By evening they sailed into the harbor, slowly easing past the massive wind turbines looming out of the still harbor waters.
Tiago swallowed, his mouth dry and ashy with fear.
When the ship yanked its parasails back down to the deck and they coasted into the docks, he wrapped the old cloak he’d purchased tight around him and led them down off the docks with all the outward appearance of calm.

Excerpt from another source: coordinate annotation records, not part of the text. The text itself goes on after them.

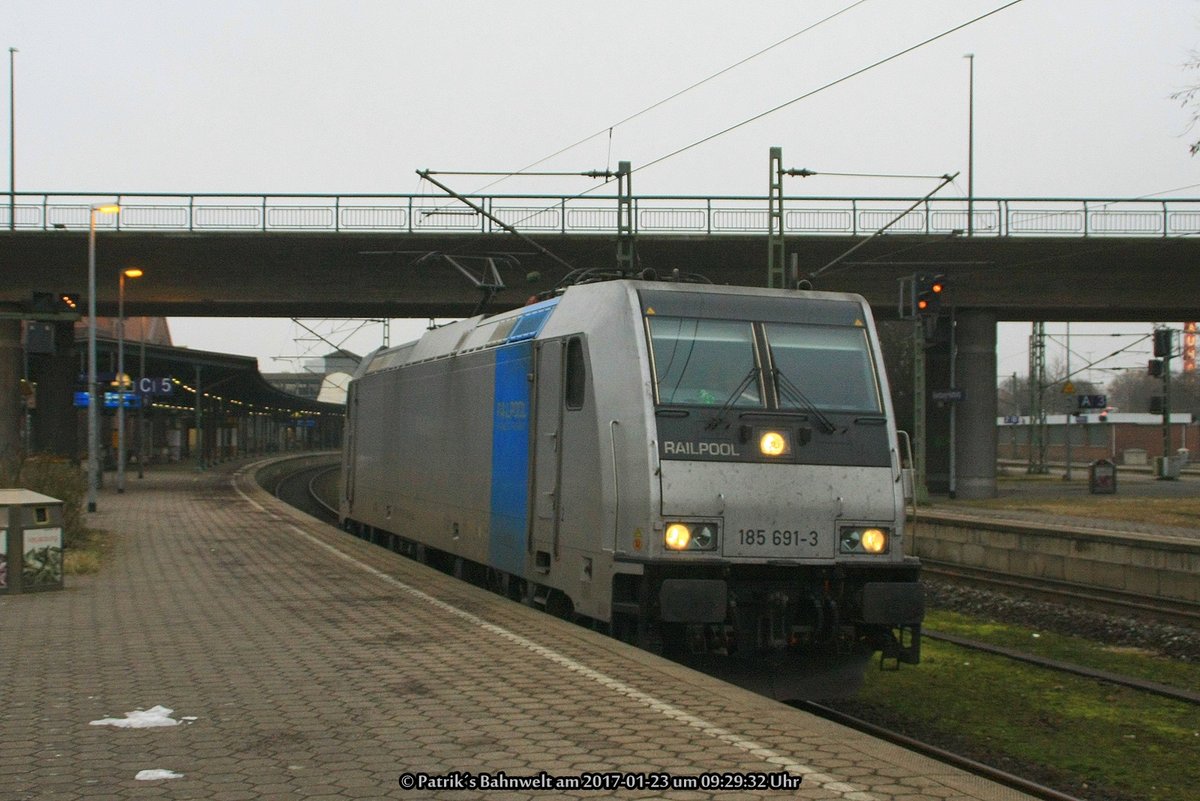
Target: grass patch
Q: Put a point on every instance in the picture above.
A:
(1065, 648)
(1083, 736)
(88, 552)
(1156, 511)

The truth was, Tiago’s hands shook when he made change for one of the cable cars running along the harbor road.
“Come on.”
They rattled along, passing warehouses and the nighttime bar crowds with cash-filled pockets and alcohol-fogged minds, until they got to Yelasu Shipyard. The skeletons of several sail ships lay on the ground or in large cradles.
Tiago pointed out the two-hundred-foot catamaran with no masts currently pulled out of the water near the muddy flats. Instead of cabins, the center platform had a pair of massive cradles. Large smokestacks jutted at an angle from one of the hulls, but not the other, giving it an unbalanced look.
“It’s a steamship,” he said to Goz. “The center of it has this big opening, for spools of wire. They use it to lay down telegraph wire between here and the floating cities.”
Goz stared at the ungainly catamaran.
“If you know exactly where Pepper is,” Tiago continued. “You can drop Nashara down to fetch him, right?”
If he could survive down there, somehow, then she could do the same, right? That’s what he’d asked.
Nashara didn’t say anything for a long moment. Then she took a deep breath. “That’s what we hope,” she told him. Then she looked at Goz. “What do you think?”
“We’ll need to use our own cable; that stuff is for shallower water. Nanotube filament will hold you down to that length. But it might break. You understand?”
“Buy the ship,” Nashara ordered. “And charter the captain. And the crew. I want it in the water and offshore before anyone even knows that the hell is happening. I’m talking hours, understand? We don’t want to be standing here if the Doaq shows up.”